Full-scale implementation of the climate initiative will begin on May 17, 2026. The project aims to increase reservoir levels and provide water resources for agricultural areas in the south of the country. The technology is designed to mitigate the effects of drought and water deficit for over 911,000 hectares of arable land in the Turkistan region.

The project is being implemented in close international cooperation with the National Center of Meteorology of the UAE, which has extensive experience in weather modification since the late 1980s.

The ceremony was attended by Deputy Prime Minister – Minister of Artificial Intelligence and Digital Development of Kazakhstan Zhaslan Madiyev, President of the UN World Meteorological Organization and Director General of the UAE National Center of Meteorology Abdullah Ahmed Al-Mandous, UAE Ambassador to Kazakhstan Muhammad Said Muhammad Al-Ariki, and Akim of Turkistan Region Nuralkhan Kusherov. Zhaslan Madiyev noted that this marks the beginning of a modern climate infrastructure based on science, international partnership, and digital technologies.
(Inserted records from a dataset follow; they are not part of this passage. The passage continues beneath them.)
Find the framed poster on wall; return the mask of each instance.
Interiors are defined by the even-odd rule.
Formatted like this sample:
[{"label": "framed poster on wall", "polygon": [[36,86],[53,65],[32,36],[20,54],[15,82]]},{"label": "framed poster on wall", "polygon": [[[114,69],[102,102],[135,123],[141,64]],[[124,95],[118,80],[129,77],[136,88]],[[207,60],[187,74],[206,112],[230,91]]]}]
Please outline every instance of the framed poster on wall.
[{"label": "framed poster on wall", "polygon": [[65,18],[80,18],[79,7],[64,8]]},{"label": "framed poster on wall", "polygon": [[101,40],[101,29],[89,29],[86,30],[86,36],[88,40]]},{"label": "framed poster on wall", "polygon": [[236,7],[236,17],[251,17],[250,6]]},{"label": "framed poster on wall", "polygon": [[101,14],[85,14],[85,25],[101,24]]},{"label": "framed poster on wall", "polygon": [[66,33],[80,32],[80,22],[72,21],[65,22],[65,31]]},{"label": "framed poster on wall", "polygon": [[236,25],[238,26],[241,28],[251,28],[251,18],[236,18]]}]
According to international assessments, artificial rain technologies, already actively used in China, the US, UAE, France, and Saudi Arabia, can increase precipitation by 10–20% compared to natural levels.

The project has a purely local impact, with a radius not exceeding 5 kilometers, and is not associated with large-scale weather phenomena. Safe salt-based reagents, used in global practice, are employed.
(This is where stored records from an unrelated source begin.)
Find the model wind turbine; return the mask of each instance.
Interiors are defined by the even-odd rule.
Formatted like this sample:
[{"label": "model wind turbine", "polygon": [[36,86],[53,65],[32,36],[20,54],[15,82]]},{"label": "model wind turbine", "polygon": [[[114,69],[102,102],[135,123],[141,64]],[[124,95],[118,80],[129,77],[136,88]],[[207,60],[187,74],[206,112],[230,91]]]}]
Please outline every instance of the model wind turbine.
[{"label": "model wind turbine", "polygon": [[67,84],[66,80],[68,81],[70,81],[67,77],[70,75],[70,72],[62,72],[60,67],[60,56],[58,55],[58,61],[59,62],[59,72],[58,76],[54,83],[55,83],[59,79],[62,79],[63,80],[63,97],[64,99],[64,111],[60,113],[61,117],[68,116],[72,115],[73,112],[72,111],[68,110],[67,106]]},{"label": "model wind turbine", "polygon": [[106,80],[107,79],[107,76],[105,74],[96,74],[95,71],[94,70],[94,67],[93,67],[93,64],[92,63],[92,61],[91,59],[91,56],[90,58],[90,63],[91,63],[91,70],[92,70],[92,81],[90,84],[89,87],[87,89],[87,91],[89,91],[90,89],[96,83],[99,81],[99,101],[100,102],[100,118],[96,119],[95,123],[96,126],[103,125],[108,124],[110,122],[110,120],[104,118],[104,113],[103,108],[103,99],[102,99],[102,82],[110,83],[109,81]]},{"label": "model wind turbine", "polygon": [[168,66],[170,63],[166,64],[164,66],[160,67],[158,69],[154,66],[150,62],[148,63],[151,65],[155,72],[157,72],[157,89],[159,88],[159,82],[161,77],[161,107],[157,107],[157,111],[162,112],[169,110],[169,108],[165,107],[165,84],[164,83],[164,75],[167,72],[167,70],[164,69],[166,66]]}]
Selection of zones is carried out jointly with meteorological services, considering weather conditions, environmental situation, and water supply needs. The project is expected to significantly reduce drought damage and support yield growth, with a potential economic effect estimated at up to 35 billion tenge per year.

As part of the cooperation, Emirati specialists are training Kazakh meteorologists, pilots, and engineers. The project involves a wide range of agencies, including ministries of defense, ecology, agriculture, emergency situations, as well as KazAeronavigation and Kazhydromet. In the future, scaling the technology to other regions of Kazakhstan is being considered.

Notably, Uzbekistan launched an ambitious pilot project on artificial precipitation technologies on March 1. According to a decree by President Shavkat Mirziyoyev, the National Committee for Ecology, the Academy of Sciences, and the Tashkent region administration are responsible for the program. In November 2025, Uzhydromet reported that the cost of one operation is estimated at $25,000–50,000.